Yeni bir yıl size ne çağrıştırır? Bu soruya 365 yeni gün, yeni umutlar, yeni hedefler ve buna benzer birçok cevap almak mümkün. Yeni bir yılın herkes için farklı şeyler çağrıştırması fazlasıyla doğal bir durum. Ancak son yıllarda en azından kişisel deneyimim olumlu yanıtların çok daha az olduğu yönünde. Eskiden çok daha fazla umut dolu insanla karşılaşırdım. Hatta kendimi bazen Yusuf Atılgan’ın Aylak Adam’ına denk gelmiş gibi hissediyorum. Çok sevdiğim eserde yılbaşı ile alakalı şöyle bir kesitin olması bu durumda oldukça etkili:
Bu gece insanların hindi yemesi gerekir. Bulamayanlar üzülür. Yılbaşı hindisi… Ooooo! Eğlenmek de zorunludur bu gece…Sizi bekleyenler vardır. Rahatsınız. Hem ne kolay rahatlıyorsunuz. İçinizde boşluklar yok. Neden ben de sizin gibi olamıyorum? Bir ben miyim düşünen? Bir ben miyim yalnız?
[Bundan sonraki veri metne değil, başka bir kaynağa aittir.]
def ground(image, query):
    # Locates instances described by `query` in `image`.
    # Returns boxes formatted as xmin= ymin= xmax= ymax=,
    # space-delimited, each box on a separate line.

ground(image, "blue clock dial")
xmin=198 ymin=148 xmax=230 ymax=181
Hepimiz son yıllarda biraz daha yalnızlaştık kanımca. Bu durumda özellikle pandeminin ve güncel toplum yapısının etkisi var diyebiliriz. Pandemi hepimizi kendi alanlarımızda bireysel çözümler aramaya iterken aynı zamanda psikolojilerimize de ciddi zararlarda bulundu. Bu durum bizi yalnızlık hissine ve bireyselliğe, negatif düşüncelere daha yatkın hâle getirdi. Bazen hepimiz aynı süreçten geçtiğimiz için herkesin bizimle benzer hisleri paykaştığını düşündük, bazen de hiç anlaşılmadığımızı hissettik. Aylak adam da anlaşılmadığını toplumla bütün olamadığını hisseden bir karakter olarak bu durumla fazlasıyla alakalandırılabilir hâlde.
Daha önce bahsettiğim faktörlere ek olarak dünyaca ve ülkece de çok zorlu süreçlerden geçtiğimiz ortada. Çok fazla ekonomik, siyasi ve insanlığı alakadar eden sorun her gün haberlerde karşımıza çıkıyor. Ülkelerin savaşları, iklim krizleri, düşen alım gücü bizleri umuttan uzaklaştırırken içinde olduğumuz anı da daha karanlık bir pencereden görmemize sebep oluyor. İnsanların ise çevrelerinden etkilenmemelerini bekleyemeyiz çünkü gittikçe küreselleşen ve küçülen bir dünyada yaşıyoruz.
Bütün bunlardan bahsettikten sonra örneğini verdiğim Aylak Adam’ı, eğer daha okuma fırsatını edinmemiş okurlarımız varsa onlara okumalarını tavsiye etmek istiyorum. Aylak Adam, aylak kent gezgini olarak tanımlayabileceğim fransızca kökenli flanör kelimesini akıllara getiriyor aslında. Eser boyunca aidiyet hissedemeyen, bir kadını arayan daha doğrusu da sevgiyi arayan bir aylak adamı dört mevsimde okurlarla buluşturuyor Atılgan. Bu eseri okumanın bazılarının duygularına tercümanlık yapacağına, bazılarına ise çevrelerindeki aylak adamları çok daha iyi anlamalarına yardımcı olacağına eminim.
Son olarak yeni yıl hakkında kendi düşüncelerim ve temennilerimi siz okurlarla paylaşmak istiyorum. Benim için yeni yıl hâla yeni umutlar, yeni şanslar ve yeni hedefler demek. Bir nevi yeniden başlama tuşu gibi geliyor aslında. Kendime başarabilsem de başaramasam da hedefler koyup onlar uğruna çaba göstermek bana yeni yılı çok keyifli kılıyor. Umarım 2024 hepimize şans, sağlık ve geleceğe umutla bakmamızı sağlayacak yenilikler getirir. Herkese mutlu yıllar!
Atılgan, Yusuf. Aylak Adam. Yapı Kredi Yayınları, 2014.